Lord Dufferin was the Viceroy of India during 1884–1888. What is popularly known as Chikkagadiyara seen at the end of Devaraja Market close to Krishna Rajendra Circle was commissioned in his honor. He was the first Viceroy of the colonial India to pay a ceremonial and friendly visit to Mysore on invitation of Maharaja Chamaraja Wadeyar X in 1886. It is named after him as Dufferin Clock Tower. It is now a heritage structure in Mysore and served as time keeper during the reign of the Wadeyars.

Dufferin Clock Tower well known as 'Chikkagadiyara' (Little Clock) is situated at the end of Devaraja Market, near KR Circle.
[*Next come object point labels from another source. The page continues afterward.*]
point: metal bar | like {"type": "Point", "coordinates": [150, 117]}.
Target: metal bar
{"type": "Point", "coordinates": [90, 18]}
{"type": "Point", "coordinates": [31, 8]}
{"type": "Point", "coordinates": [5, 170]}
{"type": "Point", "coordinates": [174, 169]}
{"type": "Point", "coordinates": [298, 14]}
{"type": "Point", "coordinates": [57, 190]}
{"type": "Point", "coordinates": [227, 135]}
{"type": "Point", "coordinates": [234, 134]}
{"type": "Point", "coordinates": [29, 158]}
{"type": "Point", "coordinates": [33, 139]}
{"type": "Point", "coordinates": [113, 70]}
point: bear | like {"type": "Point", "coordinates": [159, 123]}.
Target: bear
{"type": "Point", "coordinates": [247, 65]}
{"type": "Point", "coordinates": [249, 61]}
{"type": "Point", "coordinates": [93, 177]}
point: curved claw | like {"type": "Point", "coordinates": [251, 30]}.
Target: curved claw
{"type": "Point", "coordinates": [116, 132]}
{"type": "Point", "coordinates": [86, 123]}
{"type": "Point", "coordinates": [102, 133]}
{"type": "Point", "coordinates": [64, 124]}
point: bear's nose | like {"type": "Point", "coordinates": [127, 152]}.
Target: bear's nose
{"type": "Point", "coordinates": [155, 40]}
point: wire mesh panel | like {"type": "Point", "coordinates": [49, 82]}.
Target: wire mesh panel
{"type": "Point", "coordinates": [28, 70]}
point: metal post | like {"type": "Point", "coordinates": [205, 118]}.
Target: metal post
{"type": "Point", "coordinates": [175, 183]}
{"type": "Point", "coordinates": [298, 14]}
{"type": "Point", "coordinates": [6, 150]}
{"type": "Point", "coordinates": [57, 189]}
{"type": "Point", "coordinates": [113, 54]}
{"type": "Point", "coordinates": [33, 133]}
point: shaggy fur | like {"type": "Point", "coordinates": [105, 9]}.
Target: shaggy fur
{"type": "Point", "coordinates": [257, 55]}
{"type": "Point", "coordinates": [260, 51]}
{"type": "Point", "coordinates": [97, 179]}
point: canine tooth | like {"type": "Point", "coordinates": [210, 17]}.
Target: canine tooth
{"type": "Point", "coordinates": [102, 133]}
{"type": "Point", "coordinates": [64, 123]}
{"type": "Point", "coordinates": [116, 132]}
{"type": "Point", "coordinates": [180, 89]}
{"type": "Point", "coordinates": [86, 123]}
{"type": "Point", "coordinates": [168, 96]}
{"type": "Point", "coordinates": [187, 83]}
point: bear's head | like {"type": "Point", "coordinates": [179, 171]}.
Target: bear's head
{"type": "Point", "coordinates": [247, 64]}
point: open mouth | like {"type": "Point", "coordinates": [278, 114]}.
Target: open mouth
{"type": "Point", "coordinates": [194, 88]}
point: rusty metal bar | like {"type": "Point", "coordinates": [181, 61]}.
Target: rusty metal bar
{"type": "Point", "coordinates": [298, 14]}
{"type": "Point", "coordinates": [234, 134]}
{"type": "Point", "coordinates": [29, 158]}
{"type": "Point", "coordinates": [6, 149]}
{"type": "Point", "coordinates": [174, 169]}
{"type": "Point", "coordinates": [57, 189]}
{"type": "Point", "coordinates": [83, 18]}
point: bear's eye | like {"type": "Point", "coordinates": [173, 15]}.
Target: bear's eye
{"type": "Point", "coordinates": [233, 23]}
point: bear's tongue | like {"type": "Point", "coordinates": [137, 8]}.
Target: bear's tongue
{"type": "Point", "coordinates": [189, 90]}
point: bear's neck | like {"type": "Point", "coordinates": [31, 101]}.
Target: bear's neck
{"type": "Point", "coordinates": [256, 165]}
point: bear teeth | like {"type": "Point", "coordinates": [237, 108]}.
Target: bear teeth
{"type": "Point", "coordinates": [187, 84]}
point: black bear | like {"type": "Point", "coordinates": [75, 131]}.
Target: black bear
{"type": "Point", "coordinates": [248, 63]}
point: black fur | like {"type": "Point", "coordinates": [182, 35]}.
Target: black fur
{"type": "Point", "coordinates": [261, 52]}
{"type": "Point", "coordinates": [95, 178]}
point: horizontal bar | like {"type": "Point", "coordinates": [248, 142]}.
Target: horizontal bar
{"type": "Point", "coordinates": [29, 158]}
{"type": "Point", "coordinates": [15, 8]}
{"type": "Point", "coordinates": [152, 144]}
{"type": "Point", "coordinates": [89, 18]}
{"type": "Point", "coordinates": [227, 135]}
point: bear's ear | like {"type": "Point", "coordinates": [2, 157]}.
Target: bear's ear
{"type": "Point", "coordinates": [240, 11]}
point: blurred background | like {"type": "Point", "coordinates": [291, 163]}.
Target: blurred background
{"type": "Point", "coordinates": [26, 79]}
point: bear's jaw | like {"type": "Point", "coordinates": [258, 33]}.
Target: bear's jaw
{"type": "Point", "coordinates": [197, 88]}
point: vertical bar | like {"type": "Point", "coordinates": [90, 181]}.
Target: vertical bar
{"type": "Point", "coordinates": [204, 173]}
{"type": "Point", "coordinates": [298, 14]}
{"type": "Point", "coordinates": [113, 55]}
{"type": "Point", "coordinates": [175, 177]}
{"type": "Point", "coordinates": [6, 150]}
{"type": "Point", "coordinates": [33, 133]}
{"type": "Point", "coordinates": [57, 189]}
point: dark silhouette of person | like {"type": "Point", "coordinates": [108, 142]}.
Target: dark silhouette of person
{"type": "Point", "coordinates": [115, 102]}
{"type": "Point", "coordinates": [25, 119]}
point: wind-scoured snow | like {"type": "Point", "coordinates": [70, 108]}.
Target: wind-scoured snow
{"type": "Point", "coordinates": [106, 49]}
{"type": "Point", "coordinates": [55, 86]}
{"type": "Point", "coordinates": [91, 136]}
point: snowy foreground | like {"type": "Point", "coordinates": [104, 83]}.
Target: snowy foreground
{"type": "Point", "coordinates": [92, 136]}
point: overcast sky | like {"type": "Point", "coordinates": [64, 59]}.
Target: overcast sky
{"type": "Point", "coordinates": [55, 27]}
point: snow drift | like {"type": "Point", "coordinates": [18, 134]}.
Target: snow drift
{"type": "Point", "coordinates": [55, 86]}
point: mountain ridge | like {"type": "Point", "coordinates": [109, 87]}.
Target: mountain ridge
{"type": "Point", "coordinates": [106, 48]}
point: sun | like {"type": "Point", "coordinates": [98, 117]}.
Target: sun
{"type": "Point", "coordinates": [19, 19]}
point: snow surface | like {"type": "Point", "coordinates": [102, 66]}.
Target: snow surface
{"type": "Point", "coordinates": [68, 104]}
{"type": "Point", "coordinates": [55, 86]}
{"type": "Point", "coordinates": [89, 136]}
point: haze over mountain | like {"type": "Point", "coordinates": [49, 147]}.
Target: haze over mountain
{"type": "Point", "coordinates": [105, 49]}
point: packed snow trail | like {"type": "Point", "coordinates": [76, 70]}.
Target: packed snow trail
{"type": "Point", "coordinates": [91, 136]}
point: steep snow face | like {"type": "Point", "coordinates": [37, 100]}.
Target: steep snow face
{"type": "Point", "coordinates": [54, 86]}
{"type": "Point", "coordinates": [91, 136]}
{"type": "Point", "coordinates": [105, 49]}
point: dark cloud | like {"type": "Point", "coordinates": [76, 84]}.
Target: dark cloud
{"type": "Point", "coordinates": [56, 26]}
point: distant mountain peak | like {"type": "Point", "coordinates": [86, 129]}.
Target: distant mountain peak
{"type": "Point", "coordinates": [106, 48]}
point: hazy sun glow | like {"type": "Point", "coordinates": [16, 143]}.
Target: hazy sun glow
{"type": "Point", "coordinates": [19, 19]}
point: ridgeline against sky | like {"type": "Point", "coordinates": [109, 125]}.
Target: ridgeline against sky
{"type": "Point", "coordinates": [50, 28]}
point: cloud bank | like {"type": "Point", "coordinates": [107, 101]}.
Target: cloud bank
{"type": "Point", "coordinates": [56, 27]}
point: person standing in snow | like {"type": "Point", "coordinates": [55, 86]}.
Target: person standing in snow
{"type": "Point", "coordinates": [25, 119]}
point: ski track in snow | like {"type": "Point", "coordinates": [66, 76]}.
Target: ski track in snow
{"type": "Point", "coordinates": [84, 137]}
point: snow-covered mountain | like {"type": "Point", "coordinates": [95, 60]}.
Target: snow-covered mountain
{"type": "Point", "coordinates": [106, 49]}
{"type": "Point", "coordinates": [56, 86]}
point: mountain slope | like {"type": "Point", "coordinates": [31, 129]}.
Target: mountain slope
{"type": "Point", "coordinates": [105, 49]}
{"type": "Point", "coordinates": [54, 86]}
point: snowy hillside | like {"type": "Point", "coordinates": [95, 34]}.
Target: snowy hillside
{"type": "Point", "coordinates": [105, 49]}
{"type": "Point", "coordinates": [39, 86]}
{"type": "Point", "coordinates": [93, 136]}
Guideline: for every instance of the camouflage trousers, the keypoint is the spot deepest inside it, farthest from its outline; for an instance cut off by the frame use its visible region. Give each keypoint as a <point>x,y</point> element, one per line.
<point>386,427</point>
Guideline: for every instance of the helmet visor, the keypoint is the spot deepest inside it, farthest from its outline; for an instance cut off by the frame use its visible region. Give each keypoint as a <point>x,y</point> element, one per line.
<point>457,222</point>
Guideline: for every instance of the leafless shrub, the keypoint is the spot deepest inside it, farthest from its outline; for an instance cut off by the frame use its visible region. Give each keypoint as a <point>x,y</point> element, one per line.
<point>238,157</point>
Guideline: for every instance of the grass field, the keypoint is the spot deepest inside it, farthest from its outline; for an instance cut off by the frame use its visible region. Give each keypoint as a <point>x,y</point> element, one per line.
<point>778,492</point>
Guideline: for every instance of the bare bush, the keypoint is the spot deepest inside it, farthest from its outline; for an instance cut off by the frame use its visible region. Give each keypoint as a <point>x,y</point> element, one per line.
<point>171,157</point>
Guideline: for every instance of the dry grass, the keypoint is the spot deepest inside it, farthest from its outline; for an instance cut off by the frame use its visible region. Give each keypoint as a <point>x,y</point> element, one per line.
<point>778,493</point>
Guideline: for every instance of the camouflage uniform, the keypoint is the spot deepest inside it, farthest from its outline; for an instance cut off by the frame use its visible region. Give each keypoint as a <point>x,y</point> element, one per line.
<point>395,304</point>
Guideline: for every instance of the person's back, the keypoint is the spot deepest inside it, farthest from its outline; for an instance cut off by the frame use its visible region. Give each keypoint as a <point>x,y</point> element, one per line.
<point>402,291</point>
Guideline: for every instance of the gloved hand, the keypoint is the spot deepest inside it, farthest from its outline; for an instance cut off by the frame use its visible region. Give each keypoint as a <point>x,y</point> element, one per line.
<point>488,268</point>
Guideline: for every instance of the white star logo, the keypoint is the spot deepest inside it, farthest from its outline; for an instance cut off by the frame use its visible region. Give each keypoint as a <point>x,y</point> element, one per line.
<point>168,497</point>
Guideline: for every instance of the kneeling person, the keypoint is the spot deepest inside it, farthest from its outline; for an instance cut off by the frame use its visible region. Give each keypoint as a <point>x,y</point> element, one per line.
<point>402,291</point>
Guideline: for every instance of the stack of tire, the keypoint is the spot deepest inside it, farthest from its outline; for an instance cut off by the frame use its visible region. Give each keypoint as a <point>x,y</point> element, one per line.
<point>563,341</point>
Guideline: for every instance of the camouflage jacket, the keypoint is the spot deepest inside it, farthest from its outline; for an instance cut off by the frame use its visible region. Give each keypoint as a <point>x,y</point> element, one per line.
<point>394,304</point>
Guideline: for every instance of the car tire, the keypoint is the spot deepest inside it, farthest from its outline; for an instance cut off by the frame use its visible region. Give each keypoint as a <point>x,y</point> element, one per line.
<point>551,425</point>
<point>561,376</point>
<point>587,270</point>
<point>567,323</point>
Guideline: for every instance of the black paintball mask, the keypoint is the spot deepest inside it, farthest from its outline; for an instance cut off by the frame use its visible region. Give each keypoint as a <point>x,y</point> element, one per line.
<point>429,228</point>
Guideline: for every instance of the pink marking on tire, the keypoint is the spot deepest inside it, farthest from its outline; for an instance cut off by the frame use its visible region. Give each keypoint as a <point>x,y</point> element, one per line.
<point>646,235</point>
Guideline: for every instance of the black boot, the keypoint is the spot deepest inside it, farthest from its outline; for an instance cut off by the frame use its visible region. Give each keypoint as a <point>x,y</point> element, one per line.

It is comparatively small to Bigger clock (Doddagadiyara) near the Town Hall. It was built in 1886 and ornately embroidered to make attractive in the vicinity. It was neglected for a long time. In the recent years, the Clock Tower was renovated to give an impressive look.

==The structure==
The clock tower is built on a foundation of eight pillars covered by railings. A decorated fountain at the center is the showpiece of the structure.
The local people call the clock tower Chikka Gadiyara or the small clock tower. The clock tower has historic importance of its location in front of the monumental Devaraja Market.

==Renovation 2012==
The space around the clock tower was formerly used by hawkers and vehicle parkers. The heritage department vacated the hawkers and emptied the space for development. In 2012, the city council completed the work of renovating the space around the clock tower with tiles and seats for tourists. The space is spacious enough to conduct small gatherings. The work was completed on a project of four million Indian rupees. Nine small fountains and 13 decorated lamps were added to the space. The place is now suitable for conducting small music concerts.